Nonetheless, in the spirit of accountability, I may post some of the results of that banging away on keyboard tomorrow, or maybe later in the week, depending on how I feel. Or maybe I won’t. Because I know what I’ve done, and how important it is, and you can’t always measure it.

• May 18th, 2010 • Posted in General • Comments: 0

Lectures

I thought I ought to start getting back toward at least a semi-regular blog.  Even though this morning’s lie-in to a decadent 7.30, plus (food) shopping and fitting the new TV rather rather blew that out of the water, I’m determined to say a few words about yesterday, which was hectic and hinged around two very different experiences of lectures.

The day was terrific but exhausting; Ashley Pharoah gave the 9am script lecture, then I spent the day with friends before heading back to uni to give the 5pm guest lecture with Gareth L Powell.

In the morning Pharoah talked about the bizaare genesis of Life on Mars, the rare pleasure of actually ending a series ( Spin-off Ashes to Ashes finishes on the 21st) rather than handing it over to someone else, as Russell T Davies did with Doctor Who, or just having it axed by the network.  He also talked about his agent, and the fact that scripwriters cost their agencies an average of £10,000 per client. I’m sure that that’s less for literary agencies, and perhaps comes down the more clients an agency has, although conversely, the less they can do for an individual client, but it’s an interesting insight into the pressures on an agent. That’s something that most writers rarely think about.

Co-hosting the 5pm lecture with Gareth was a very, very different experience.  

In actual terms there were only about 30 people there (Gareth estimated 20 to 30, I thought 30 to 40, so let’s go with the middle figure) but the shape of the auditorium, which rises away from one makes even that low number pretty formidable.

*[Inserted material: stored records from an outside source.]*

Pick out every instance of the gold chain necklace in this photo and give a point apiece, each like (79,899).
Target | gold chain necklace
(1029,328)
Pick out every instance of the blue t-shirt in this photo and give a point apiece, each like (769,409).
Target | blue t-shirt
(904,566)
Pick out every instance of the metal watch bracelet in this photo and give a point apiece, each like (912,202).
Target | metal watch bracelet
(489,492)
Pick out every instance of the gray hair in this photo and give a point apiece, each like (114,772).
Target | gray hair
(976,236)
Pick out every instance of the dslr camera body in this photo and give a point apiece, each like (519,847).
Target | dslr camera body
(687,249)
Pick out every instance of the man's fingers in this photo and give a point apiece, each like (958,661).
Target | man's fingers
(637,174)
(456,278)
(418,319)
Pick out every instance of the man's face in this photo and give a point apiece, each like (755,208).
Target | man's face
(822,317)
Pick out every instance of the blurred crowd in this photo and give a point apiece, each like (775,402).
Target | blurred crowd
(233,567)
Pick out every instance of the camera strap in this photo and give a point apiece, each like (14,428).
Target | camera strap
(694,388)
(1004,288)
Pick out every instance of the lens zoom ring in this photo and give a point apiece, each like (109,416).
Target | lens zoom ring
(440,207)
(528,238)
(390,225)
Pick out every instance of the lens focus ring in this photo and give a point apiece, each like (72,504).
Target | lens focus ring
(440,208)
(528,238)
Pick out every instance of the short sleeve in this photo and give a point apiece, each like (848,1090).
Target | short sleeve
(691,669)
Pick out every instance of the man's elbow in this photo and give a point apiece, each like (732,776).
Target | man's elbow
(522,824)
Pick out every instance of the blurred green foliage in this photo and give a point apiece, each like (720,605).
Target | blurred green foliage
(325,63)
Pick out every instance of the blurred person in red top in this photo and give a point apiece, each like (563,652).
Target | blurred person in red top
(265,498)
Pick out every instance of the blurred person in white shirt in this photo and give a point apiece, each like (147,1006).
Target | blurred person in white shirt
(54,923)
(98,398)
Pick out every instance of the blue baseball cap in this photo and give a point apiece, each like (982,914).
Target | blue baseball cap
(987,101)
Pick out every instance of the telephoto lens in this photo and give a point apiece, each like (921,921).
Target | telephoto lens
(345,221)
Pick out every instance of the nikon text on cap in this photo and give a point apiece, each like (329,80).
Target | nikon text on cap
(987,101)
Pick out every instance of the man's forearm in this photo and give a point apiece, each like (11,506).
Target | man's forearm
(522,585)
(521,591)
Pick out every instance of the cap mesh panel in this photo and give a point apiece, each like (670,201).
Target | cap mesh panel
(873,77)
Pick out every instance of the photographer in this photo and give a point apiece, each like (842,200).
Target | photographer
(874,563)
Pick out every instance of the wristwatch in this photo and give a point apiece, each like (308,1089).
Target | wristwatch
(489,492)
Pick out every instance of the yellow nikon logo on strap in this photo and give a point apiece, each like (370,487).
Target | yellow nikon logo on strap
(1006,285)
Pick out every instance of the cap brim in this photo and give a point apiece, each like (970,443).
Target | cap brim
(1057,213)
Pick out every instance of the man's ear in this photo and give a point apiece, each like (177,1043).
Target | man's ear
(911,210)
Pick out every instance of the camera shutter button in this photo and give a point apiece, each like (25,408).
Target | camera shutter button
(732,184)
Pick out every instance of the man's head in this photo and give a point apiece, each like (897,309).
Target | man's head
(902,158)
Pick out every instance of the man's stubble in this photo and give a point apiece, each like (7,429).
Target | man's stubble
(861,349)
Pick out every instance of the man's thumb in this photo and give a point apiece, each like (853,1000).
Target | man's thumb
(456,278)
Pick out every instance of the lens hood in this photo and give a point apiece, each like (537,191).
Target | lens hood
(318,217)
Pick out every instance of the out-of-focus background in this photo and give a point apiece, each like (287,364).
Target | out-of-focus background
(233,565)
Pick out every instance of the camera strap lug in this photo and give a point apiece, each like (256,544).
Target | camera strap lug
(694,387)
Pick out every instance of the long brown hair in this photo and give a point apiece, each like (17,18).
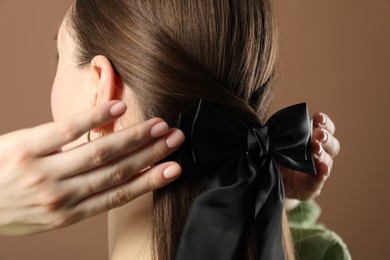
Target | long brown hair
(171,54)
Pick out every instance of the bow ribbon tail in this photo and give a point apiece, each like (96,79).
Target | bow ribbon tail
(216,222)
(268,212)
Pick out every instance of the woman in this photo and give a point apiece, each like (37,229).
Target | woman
(32,170)
(160,58)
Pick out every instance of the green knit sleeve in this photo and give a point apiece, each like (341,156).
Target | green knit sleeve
(313,241)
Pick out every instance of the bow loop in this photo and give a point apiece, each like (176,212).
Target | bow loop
(290,139)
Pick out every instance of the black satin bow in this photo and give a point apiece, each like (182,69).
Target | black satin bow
(240,163)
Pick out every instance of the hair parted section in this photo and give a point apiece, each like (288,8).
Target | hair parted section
(171,53)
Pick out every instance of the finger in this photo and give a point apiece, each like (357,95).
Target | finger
(94,154)
(323,160)
(143,183)
(322,120)
(50,137)
(117,173)
(330,143)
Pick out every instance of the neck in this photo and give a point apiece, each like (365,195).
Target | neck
(130,230)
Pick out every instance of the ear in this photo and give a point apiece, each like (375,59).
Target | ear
(103,80)
(106,84)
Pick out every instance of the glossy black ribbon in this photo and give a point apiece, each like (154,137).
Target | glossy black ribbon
(240,163)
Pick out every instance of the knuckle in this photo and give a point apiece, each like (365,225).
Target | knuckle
(100,156)
(69,131)
(33,180)
(155,153)
(52,200)
(119,175)
(136,137)
(97,118)
(119,198)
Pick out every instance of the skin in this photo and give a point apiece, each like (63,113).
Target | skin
(130,225)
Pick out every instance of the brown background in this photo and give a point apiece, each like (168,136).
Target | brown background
(334,54)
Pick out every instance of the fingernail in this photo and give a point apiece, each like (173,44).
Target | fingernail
(319,152)
(118,109)
(323,120)
(159,129)
(175,139)
(172,172)
(324,137)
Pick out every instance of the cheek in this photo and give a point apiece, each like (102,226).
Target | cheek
(69,95)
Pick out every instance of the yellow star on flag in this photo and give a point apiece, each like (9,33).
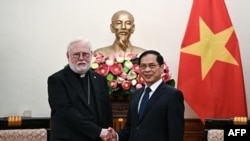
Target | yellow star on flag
(211,47)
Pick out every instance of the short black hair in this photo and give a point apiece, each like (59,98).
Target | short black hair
(159,57)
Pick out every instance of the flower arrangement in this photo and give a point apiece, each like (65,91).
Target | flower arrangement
(123,73)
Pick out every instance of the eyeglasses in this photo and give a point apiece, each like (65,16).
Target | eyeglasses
(151,66)
(83,54)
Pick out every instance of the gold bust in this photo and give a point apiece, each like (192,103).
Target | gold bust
(122,25)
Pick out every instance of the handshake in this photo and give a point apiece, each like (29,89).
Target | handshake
(108,134)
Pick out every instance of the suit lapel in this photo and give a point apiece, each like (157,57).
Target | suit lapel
(94,83)
(73,80)
(157,93)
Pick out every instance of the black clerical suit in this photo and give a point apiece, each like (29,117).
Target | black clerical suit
(78,111)
(162,119)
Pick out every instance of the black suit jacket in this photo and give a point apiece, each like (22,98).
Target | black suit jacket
(72,119)
(163,118)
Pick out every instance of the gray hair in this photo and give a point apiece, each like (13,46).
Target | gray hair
(78,39)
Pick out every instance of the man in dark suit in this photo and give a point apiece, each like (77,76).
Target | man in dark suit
(163,116)
(78,97)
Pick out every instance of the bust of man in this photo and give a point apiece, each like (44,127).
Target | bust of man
(122,25)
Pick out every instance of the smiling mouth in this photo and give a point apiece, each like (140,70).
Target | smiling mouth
(123,33)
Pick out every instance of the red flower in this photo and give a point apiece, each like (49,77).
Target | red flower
(140,80)
(113,84)
(103,69)
(136,68)
(126,85)
(116,69)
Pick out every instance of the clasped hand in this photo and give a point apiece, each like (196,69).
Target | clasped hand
(108,134)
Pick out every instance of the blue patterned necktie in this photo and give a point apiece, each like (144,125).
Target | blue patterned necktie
(144,101)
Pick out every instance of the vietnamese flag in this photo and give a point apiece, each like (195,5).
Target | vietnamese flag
(210,70)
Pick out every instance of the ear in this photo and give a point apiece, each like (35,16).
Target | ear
(67,54)
(112,28)
(133,29)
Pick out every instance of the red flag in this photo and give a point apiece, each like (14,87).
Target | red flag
(210,69)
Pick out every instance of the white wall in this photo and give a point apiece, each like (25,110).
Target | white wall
(34,35)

I suspect that not all of the audience were SF fans, since attendance is theoretically mandatory — though it was the end of the academic year – so I wanted to give them a flavour of proper SF. Gareth went for a lighter approach, and read a short story which went down well, while I read an extract from Winter Song which is perhaps -with hindsight- a little tech heavy, although perfect for a con. There’s a moral there; think about the nature of your audience. But it showed them just how diverse SF is. 

Gareth gave them some very tips on writing, which you can read about here, while I talked a little about a typical day, and both of us fielded the ‘where did that story come from?’ which is still a good question to ask.

The whole experience  was pretty draining, and offered an insight how it feels to be a lecturer. Some of the questions were tough ones to answer on the hoof, and there were several occasions when I wished afterwards that I’d just had a few more seconds to think before answering — but I felt that I had to keep one eye on the time.

It would be profoundly interesting to go back in a year’s time and repeat the experience, to see whether the experience feels any less overwhelming, and whether any of the students have gotten into SF and/or fantasy.